UNAIR NEWS – Di tengah tantangan globalisasi yang menuntut kecakapan bahasa dan ketajaman literasi, kelompok BBK 7 Ringintelu mengambil langkah proaktif melalui inisiatif pendidikan akar rumput. Sebuah program pendampingan belajar inovatif bertajuk Lingua Ceria (learning English, Mandarin, dan Calistung Ceria) resmi digulirkan untuk memperkokoh fondasi intelektual dan karakter pelajar di wilayah Ringintelu.
Program yang berlangsung sepanjang Januari 2026 ini menyasar tiga institusi pendidikan strategis, yakni SD Negeri 1 Ringintelu, SD Negeri 2 Ringintelu, dan SMP Negeri PGRI 1 Bangorejo. Dengan total partisipasi mencapai 112 siswa, inisiatif ini menjadi potret nyata upaya daerah dalam mendukung Sustainable Development Goals (SDGs) poin ke-4 terkait dengan pendidikan berkualitas yang inklusif.
Metodologi Pembelajaran Humanis dan Adaptif
Lingua Ceria hadir untuk menjawab kegelisahan terhadap metode klasik yang seringkali membebani siswa. Dipandu oleh anggota BBK 7 Ringintelu Titis Nastiti Dwi Lestari dan Naifa Khaliya Aryani, program ini mengedepankan pendekatan yang komunikatif, interaktif, dan rekreatif.
fokus utama kami adalah menciptakan atmosfer belajar yang aman dan nyaman. Anak-anak tidak dibebani target akademik yang kaku, melainkan diajak untuk bereksplorasi melalui permainan edukatif agar tumbuh rasa percaya diri dan keberanian untuk mencoba hal baru jelas Titis dalam keterangannya.
Secara teknis, pelaksanaan program diatur dengan sistem manajemen kelas yang efektif:
- SDN 1 Ringintelu (54 peserta): Pembelajaran dibagi menjadi dua sesi, yakni kelas bawah (1-3) dan kelas atas (4-6).
- SDN 2 Ringintelu (35 Peserta): Fokus diberikan secara kolektif pada siswa kelas 4 dan 5.
- SMP PGRI 1 Bangorejo (10 peserta): Menjangkau siswa kelas 7 hingga 9 dengan penguatan materi yang lebih kompleks.
Sinergi Kompetensi Global dan Kearifan Lokal
Program Lingua Ceria dirancang secara holistik, menyeimbangkan antara tuntutan zaman dan akar budaya lokal.
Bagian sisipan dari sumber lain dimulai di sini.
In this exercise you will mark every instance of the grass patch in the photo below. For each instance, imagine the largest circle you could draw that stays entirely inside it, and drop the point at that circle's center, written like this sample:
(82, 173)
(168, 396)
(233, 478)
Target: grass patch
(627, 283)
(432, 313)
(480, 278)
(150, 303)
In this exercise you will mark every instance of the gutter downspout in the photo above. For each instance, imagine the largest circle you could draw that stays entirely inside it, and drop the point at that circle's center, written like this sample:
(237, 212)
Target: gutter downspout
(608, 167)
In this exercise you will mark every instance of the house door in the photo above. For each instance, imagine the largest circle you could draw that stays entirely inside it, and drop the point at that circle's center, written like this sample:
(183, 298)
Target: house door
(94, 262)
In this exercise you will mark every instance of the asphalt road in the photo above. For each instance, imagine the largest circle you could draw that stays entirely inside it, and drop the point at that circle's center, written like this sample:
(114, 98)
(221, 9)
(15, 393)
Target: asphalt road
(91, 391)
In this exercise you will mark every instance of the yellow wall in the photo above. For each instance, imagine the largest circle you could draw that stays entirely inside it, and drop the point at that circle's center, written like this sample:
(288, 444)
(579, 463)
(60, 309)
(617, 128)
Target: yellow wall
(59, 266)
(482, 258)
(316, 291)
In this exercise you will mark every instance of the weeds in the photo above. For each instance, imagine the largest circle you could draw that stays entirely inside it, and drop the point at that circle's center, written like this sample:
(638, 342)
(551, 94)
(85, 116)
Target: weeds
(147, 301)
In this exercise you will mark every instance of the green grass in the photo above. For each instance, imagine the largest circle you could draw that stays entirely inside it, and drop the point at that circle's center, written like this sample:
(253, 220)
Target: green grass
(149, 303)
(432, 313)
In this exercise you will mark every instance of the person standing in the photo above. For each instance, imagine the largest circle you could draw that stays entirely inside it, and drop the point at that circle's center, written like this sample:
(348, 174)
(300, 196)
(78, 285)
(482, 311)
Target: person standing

Selain pembelajaran Bahasa Inggris dan Bahasa Mandarin, program ini memberikan persi khusus pada:
- Bahasa Indonesia: Sebagai instrumen untuk melatih pola pikir runtut, penyampaian pendapat yang jelas, serta komunikasi yang santun dan bertanggung jawab.
- Bahasa Jawa: Sebagai media internalisasi nilai tata krama (unggah-ungguh), kepekaan rasa, dan empati dalam kehidupan bermasyarakat.
- Ilmu Pengetahuan Sosial: Khusus jenjang SMP, materi ini diberikan agar siswa mampu memahami korelasi antara manusia, lingkungan, dan waktu, sehingga memiliki daya kritis terhadap peristiwa sosial yang terjadi di sekitarnya.
Navigasi Hambatan dan Visi Berkelanjutan
Implementasi di lapangan tidak luput dari tantangan, seperti keterbatasan rentang konsentrasi pada anak usia dini serta isu kedisiplinan pada tingkat remaja. Menanggapi hal tersebut, kelompok BBK 7 Ringintelu menerapkan teknik intervensi berupa ice breaking, penggunaan media visual, serta pendekatan personal yang lebih intensif dengan peer to peer learning.
Keberhasilan program ini juga tidak lepas dari ekosistem kolaborasi yang melibatkan peran aktif orang tua dalam pendampingan belajar di rumah, serta dukungan pihak sekolah dalam penyediaan sarana prasarana yang memadai.
Melalui sinergi antara sekolah, pendamping, dan masyarakat, Lingua ceria diharapkan dapat terus berkelanjutan dan direplikasi di institusi lain. langkah ini menjadi investasi jangka panjang Ringintelu dalam mencetak generasi emas yang literat, berkarakter luhur, dan siap menghadapi dinamika masa depan tanpa kehilangan jati diri bangsa.